Faced with such inquiries, people whose lives have been deformed by violent crime may see their salvation not in storytelling but in silence. Silence is how Bottoms himself answered the message from his incarcerated brother. "I cut him loose to survive," he tells us early on, conceding that creative altruism has its limits.
Yet he keeps on telling these stories that humanize horror without minimizing it, capturing the potential for pitiful transgressions in all of us. Entertaining as these tales are, they cut to the bone.
Finding the second body was worse.

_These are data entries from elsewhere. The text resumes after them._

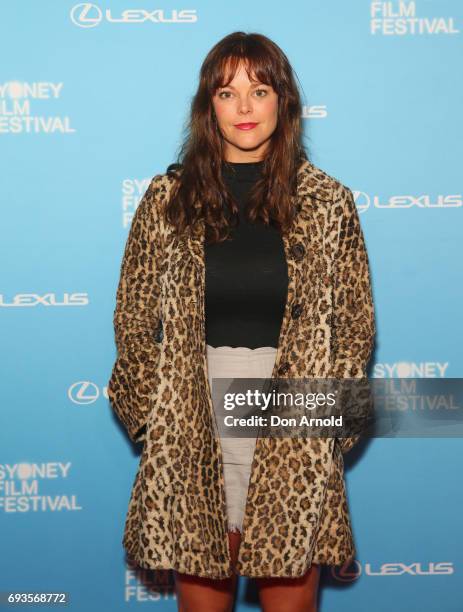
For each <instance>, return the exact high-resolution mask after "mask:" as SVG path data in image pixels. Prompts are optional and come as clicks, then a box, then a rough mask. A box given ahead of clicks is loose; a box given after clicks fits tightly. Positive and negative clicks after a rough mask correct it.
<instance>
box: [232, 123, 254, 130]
mask: <svg viewBox="0 0 463 612" xmlns="http://www.w3.org/2000/svg"><path fill="white" fill-rule="evenodd" d="M256 125H257V123H237V124H236V125H235V127H237V128H238V129H239V130H252V129H253V128H255V127H256Z"/></svg>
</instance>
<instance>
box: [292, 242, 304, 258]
mask: <svg viewBox="0 0 463 612" xmlns="http://www.w3.org/2000/svg"><path fill="white" fill-rule="evenodd" d="M291 253H292V255H293V257H294V259H295V260H296V261H299V260H300V259H302V258H303V257H304V253H305V248H304V245H303V244H302V242H297V243H296V244H293V246H292V247H291Z"/></svg>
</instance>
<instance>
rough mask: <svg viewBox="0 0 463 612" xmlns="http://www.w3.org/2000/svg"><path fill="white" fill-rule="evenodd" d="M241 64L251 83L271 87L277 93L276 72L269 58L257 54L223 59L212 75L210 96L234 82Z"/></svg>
mask: <svg viewBox="0 0 463 612" xmlns="http://www.w3.org/2000/svg"><path fill="white" fill-rule="evenodd" d="M240 64H243V65H244V67H245V70H246V73H247V75H248V78H249V80H250V81H251V82H253V83H257V82H260V83H263V84H265V85H270V86H272V87H273V89H274V90H275V91H277V87H278V84H277V79H276V78H275V70H274V69H273V67H272V66H271V65H270V63H269V58H268V57H265V58H264V57H261V56H260V55H259V54H258V53H257V54H252V55H248V56H243V55H229V56H227V57H223V58H222V59H221V61H220V62H218V64H217V66H216V69H215V71H214V73H213V74H212V78H211V81H210V83H211V91H210V92H209V93H210V95H213V94H214V93H215V92H216V90H217V89H218V88H219V87H226V86H227V85H229V84H230V83H231V81H233V78H234V76H235V74H236V72H237V71H238V68H239V66H240ZM277 93H278V91H277Z"/></svg>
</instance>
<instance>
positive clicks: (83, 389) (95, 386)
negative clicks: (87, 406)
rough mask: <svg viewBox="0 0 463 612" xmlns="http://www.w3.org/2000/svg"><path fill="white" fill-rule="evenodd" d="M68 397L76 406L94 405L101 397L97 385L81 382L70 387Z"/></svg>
mask: <svg viewBox="0 0 463 612" xmlns="http://www.w3.org/2000/svg"><path fill="white" fill-rule="evenodd" d="M68 397H69V399H70V400H71V402H73V403H74V404H93V403H94V402H96V400H97V399H98V398H99V397H100V390H99V389H98V387H97V386H96V385H95V383H92V382H89V381H88V380H81V381H79V382H76V383H74V384H73V385H71V386H70V387H69V391H68Z"/></svg>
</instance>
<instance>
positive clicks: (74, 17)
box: [71, 2, 103, 28]
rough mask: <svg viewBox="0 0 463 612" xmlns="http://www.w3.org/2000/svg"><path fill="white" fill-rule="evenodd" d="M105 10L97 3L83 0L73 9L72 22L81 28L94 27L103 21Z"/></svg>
mask: <svg viewBox="0 0 463 612" xmlns="http://www.w3.org/2000/svg"><path fill="white" fill-rule="evenodd" d="M102 19H103V12H102V10H101V9H100V7H98V6H97V5H96V4H90V2H82V3H81V4H76V5H75V6H73V7H72V9H71V20H72V23H73V24H74V25H76V26H79V27H81V28H94V27H95V26H97V25H98V24H100V23H101V20H102Z"/></svg>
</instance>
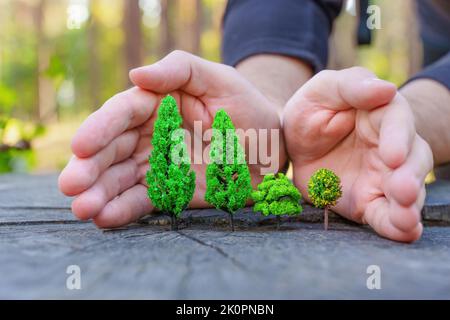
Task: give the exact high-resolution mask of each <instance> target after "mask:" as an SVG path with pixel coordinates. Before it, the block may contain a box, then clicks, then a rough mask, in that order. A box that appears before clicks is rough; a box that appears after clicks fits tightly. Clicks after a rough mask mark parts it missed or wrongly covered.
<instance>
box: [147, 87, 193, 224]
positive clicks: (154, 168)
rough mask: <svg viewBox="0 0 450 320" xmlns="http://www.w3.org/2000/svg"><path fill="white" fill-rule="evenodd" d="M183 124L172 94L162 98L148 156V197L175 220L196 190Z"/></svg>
mask: <svg viewBox="0 0 450 320" xmlns="http://www.w3.org/2000/svg"><path fill="white" fill-rule="evenodd" d="M182 122H183V120H182V118H181V116H180V113H179V111H178V107H177V103H176V100H175V99H174V98H173V97H172V96H170V95H168V96H166V97H165V98H163V99H162V100H161V104H160V106H159V109H158V118H157V119H156V121H155V125H154V132H153V138H152V145H153V151H152V152H151V154H150V156H149V163H150V170H148V171H147V184H148V197H149V198H150V200H151V201H152V204H153V205H154V206H155V207H156V208H158V209H160V210H161V211H162V212H164V213H168V214H170V215H171V216H172V217H173V218H176V217H178V216H179V215H180V214H181V212H182V211H183V210H184V209H186V207H187V206H188V204H189V202H190V201H191V199H192V197H193V195H194V190H195V172H194V171H191V168H190V159H189V155H188V153H187V147H186V144H185V142H184V131H182V129H181V128H180V127H181V124H182ZM180 133H181V134H180ZM172 227H173V225H172Z"/></svg>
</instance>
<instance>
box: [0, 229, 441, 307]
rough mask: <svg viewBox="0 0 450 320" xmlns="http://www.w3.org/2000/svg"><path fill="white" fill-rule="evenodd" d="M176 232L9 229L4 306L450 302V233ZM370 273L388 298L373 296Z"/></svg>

How could it not have been, even though the first one was a white kid and the second was a black kid, a poor black kid, and truth be told he had a lot of issues with all the damn food-stamp blacks who had moved into the new projects the city built so close to his neighborhood during the time he was away. Still, the black kid in 2005 — that body — was only four years old. The white kid, all those years before, in 1983, had been thirteen. Don't get him wrong, the white kid was bad, nightmare bad, cramped-stomach, ringing-in-the-ears, daytime-spooky-visions bad, but not as bad. A tiny four-year-old child like that, a disfigured, tortured corpse — it does something to your mind. You see it and then life gets split into before the seeing and after the seeing.
And who finds two bodies in the woods behind his house, he wanted to know. Hampton, Virginia, has plenty of crime, sure — drug violence, poor people daily wrecking other poor people — but it's not exactly Sarajevo or Cape Town or Chicago. Two bodies. Two dead kids a football-field distance from where he laid his head.